Kudzanai Gerede Business Correspondent
Economic analysts have hailed the tone set by President Emmerson Mnangagwa that hinges upon fiscal consolidation and strict adherence to sound corporate governance as central to the renaissance of the country’s economy.
This also comes on the backdrop of a three month moratorium for individuals and corporates who illegally externalised money and assets to bring back the funds and asset to the Reserve Bank of Zimbabwe without questions asked as Government seeks to restructure economic fundamentals.
The country is going through cash shortages arising from excessive externalisation of the United States dollar currency by unscrupulous business players since the adoption of the multi-currency system in 2009. It is estimated US$ 5 billion has been externalised.
Bonds notes have also been externalised to neighbouring countries and being traded on the black market despite the currency being legally recognised in Zimbabwe alone.
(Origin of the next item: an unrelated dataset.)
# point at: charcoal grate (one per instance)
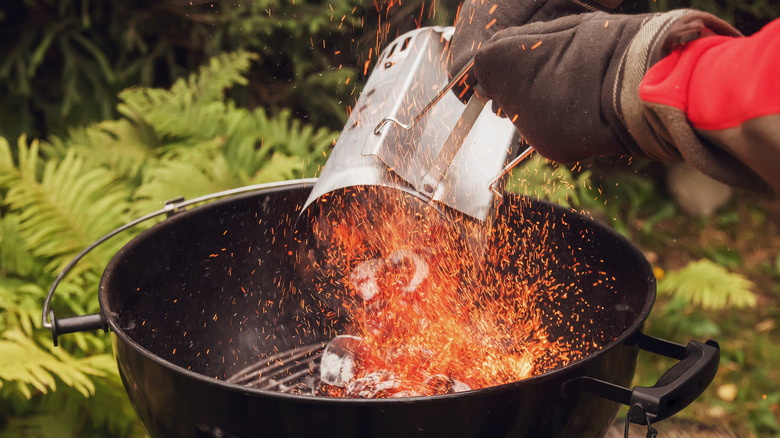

Analysts have welcomed the development as positive for the economy and likely to improve liquidity at the same time commending fiscal consolidation measures which are more pressing to spur the economy forward.
Fiscal consolidation entails a reduction in government deficits and debt accumulation through formulation of a wide range of interventions that improve revenue realisation and cutting on expenditure.
The poor state of public finances strongly requires cutting of public expenditure in the interim in order to narrow Government fiscal deficit to sustainable levels and restrict public debt so as to pave space for developmental capital.
Government has been consuming over 90 percent of revenue in recurrent expenditure with the majority of it going to employment costs. Addressing permanent secretaries at his Munhumutapa offices on Tuesday this week, President Mnangagwa stressed the need for more proactive stance towards austerity with regards to Government restructuring.
“I am currently in the process of putting together a new Government structure which should be essentially leaner. This of course will entail merging of some line ministries in order to remove functional duplications as well as contain unnecessary expenditure so as to enhance productivity and efficient delivery of service,” he said.
Analysts have been critical of the country’s bloated cabinet under former President Robert Mugabe of over 30 ministers which in some cases duplicated roles and functions in Government, all feeding from a paltry fiscal budget.
“Narrowing fiscal deficits in the current context will be a giant leap for the economy as this will cut on annual accumulation of public debt which has reached very toxic levels,” an economist, Mr Kipson Gundani told Post Business.
“The President was clear that there will be a restructuring of Government structures to cut unnecessary costs and if this is intensively done, we are likely to see even ailing parastatals and state enterprises start to fully operate at a profit. This has massive multiplier effects on the entire economy,” he added.
The President further bemoaned the amount of red tape existing within Government departments which were a detriment to investment attraction and quality service delivery and assured measures will be taken in ensure efficiency within the public sector, especially at a time the country was implementing ease of doing business reforms to improve the economy’s competitiveness.
“Improving efficiency within Government should be enough to improve our competitiveness index, which is critical for investor perception. We need investors to start business without going through cumbersome government procedures. This has been our major problem as an investment destination,” said competitiveness expert Dr Gift Mugano.